Von Verena Roßbacher

Es ist immer ein wenig albern, ein Buch zu empfehlen, das womöglich alle schon mal empfohlen bekommen haben, es hat sich schon bewiesen und ist kein bisschen ein Geheimtipp. Dazu kommt, „Der Apfelbaum“ von Christian Berkel ist ein Buch von einem Schauspieler, und wenn Schauspieler ein Buch schreiben, gehen eh gleich alle in Hab-achtstellung und denken sich, das kann ja nur ein Blödsinn sein. Dennoch würde ich sagen, so man es nicht schon getan hat und nicht allzu viele Vorurteile pflegt gegenüber schreibenden Schauspielern, jetzt, wo es allmählich dunkler wird und wir nicht mehr den lieben langen Tag damit zubringen, sinnlos draußen herumzuspringen und keine Zeit zum Lesen zu haben: Jetzt kann man vielleicht mal den „Apfelbaum“ in die Hand nehmen.

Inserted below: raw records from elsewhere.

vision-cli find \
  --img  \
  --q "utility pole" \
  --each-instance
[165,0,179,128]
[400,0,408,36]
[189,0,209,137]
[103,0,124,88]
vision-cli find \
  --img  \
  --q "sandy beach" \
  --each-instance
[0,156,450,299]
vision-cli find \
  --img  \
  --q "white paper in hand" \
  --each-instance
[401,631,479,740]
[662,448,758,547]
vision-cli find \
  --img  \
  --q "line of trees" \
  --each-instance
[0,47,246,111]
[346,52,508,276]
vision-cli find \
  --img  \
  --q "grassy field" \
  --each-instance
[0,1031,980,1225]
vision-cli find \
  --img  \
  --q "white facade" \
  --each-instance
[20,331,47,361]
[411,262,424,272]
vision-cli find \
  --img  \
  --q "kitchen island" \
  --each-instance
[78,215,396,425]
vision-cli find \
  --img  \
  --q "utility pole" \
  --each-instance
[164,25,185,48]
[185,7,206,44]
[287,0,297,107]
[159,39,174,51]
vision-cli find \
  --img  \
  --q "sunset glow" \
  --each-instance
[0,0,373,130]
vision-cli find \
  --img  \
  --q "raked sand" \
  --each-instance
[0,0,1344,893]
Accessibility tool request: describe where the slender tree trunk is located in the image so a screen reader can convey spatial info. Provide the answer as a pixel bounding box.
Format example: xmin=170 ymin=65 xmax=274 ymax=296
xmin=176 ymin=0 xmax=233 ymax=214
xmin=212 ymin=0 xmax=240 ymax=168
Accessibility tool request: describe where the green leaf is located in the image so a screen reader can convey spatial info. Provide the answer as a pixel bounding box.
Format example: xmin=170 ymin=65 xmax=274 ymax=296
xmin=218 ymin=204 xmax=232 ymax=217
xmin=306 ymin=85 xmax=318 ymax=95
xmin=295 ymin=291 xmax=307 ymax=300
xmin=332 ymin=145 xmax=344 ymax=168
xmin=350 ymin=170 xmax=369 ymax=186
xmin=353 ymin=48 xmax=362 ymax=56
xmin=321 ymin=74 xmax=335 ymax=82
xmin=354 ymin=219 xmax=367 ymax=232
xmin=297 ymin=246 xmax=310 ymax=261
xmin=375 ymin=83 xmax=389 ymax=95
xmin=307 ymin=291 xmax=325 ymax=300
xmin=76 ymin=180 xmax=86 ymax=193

Berkel erzählt die Geschichte seiner Eltern, Sala Nohl und Otto Berkel, die sich 1932 in Berlin kennenlernen. Sala entstammt einer intellektuellen, jüdischen Familie, ihr Vater war einer der frühen Bewohner des Monte Verita – einer Reformbewegung im Tessin –, und geht mit seiner Homosexualität sehr offen um. Ihre Mutter verließ die Familie, als die Tochter vier war und engagierte sich in der spanischen anarchistischen Bewegung, ihre Tante in Paris arbeitet für Hermès, eine weitere Tante lebt in Buenos Aires – eine kosmopolitische, schillernde und originelle Familie. Otto wiederum wächst als Sohn einer Arbeiterfamilie im dritten Hinterhof in Berlin Kreuzberg auf, seine Schwester und sein Schwager sind frühe Anhänger der Nationalsozialisten, sein Stiefvater ist ein schwerer Trinker, Gewalt und Armut gehören zum Alltag.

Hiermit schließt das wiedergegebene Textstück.